I'm using AWS SageMaker, which based on the Estimator API, and the actual running of the graph in session happens behind the scene, so I'm not sure how to initialize some placeholders for embedding given that. Would be helpful if someone will be able to share the way how to do such initialization in term of EstimatorAPI.


Solution

  • If you specify the initializer argument to tf.get_variable(), the initial value GLOVE_MATRIX will be stored in the graph and go over 2Gb. A good answer explains how to load embeddings in general.

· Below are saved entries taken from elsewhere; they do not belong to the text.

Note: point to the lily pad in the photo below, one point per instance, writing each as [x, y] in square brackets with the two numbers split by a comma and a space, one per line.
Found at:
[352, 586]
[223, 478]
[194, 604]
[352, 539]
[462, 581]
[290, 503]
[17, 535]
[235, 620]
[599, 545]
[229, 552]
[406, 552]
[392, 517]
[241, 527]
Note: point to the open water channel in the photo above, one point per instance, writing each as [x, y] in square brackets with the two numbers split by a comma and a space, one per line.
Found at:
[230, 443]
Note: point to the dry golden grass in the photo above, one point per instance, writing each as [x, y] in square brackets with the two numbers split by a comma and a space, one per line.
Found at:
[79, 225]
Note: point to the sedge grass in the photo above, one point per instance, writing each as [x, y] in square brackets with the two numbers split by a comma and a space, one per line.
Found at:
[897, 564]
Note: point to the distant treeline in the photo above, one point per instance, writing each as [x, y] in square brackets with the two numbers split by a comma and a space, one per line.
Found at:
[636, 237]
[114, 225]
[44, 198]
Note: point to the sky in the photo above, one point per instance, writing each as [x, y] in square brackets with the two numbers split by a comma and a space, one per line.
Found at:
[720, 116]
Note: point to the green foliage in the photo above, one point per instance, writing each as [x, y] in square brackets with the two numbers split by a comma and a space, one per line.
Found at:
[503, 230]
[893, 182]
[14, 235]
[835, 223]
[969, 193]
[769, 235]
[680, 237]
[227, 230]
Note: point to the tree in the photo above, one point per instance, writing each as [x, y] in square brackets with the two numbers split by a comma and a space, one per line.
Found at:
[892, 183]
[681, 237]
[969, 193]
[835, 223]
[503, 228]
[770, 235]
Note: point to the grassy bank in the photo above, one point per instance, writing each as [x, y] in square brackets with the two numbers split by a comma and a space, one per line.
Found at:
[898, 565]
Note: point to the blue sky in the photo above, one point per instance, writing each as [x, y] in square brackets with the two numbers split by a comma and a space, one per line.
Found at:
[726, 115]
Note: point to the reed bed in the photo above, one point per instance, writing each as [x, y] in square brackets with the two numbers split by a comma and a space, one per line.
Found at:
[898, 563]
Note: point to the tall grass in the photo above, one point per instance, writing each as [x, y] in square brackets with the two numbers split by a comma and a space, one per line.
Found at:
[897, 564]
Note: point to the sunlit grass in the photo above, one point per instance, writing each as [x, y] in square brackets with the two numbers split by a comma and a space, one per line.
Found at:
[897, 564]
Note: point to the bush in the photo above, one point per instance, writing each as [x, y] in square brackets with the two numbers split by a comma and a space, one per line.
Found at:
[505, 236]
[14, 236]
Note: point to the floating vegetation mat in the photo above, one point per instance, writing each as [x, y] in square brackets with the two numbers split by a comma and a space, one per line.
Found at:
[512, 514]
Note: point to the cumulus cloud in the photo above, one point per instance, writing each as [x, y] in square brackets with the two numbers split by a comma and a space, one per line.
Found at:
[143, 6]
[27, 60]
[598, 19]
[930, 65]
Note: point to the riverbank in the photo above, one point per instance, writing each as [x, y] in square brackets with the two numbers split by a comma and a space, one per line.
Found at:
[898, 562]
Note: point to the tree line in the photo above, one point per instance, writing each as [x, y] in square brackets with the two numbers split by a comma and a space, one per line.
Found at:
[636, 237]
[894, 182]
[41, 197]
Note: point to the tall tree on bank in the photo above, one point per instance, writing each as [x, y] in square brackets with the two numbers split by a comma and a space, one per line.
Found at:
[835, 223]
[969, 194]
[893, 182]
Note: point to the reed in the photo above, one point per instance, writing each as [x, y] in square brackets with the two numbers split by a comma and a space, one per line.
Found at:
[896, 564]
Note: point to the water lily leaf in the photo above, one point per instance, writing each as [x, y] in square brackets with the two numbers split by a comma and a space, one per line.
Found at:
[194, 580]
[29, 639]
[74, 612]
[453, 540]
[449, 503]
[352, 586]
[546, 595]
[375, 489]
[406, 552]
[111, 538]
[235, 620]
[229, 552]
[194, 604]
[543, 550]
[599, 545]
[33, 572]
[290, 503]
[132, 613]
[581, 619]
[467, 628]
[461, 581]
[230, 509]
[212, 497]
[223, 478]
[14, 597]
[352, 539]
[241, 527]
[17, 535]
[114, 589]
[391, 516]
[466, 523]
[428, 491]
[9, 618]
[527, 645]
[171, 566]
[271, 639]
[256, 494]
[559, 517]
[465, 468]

    Here is a first example where we use the initializer and the graph def is around 4Mb since it stores the (1000, 1000) matrix in it.

    size = 1000
    initial_value = np.random.randn(size, size)
    x = tf.get_variable("x", [size, size], initializer=tf.constant_initializer(initial_value))
    
    sess = tf.Session()
    sess.run(x.initializer)
    
    assert np.allclose(sess.run(x), initial_value)
    
    graph = tf.get_default_graph()
    print(graph.as_graph_def().ByteSize())  # should be 4000394
    

    Here is a better version where we don't store it:

    size = 1000
    initial_value = np.random.randn(size, size)
    x = tf.get_variable("x", [size, size])
    
    sess = tf.Session()
    sess.run(x.initializer, {x.initial_value: initial_value})
    
    assert np.allclose(sess.run(x), initial_value)
    
    graph = tf.get_default_graph()
    print(graph.as_graph_def().ByteSize())  # should be 1203
    

    In Estimators

    For Estimators, we don't have direct access to the Session. A way to initialize the embedding can be to use tf.train.Scaffold. You can pass it an argument init_fn in which you initialize the embedding variable, without saving the actual value in the graph def.

    def model_fn(features, labels, mode):
        size = 10
        initial_value = np.random.randn(size, size).astype(np.float32)
        x = tf.get_variable("x", [size, size])
    
        def init_fn(scaffold, sess):
            sess.run(x.initializer, {x.initial_value: initial_value})
        scaffold = tf.train.Scaffold(init_fn=init_fn)
    
        loss = ...
        train_op = ...
    
        return tf.estimator.EstimatorSpec(mode, loss=loss, train_op=train_op, scaffold=scaffold)
    

    A good point about using the built-in Scaffold is that it will only initialize the embedding when you first call train_input_fn. For future calls, it will not run again init_fn.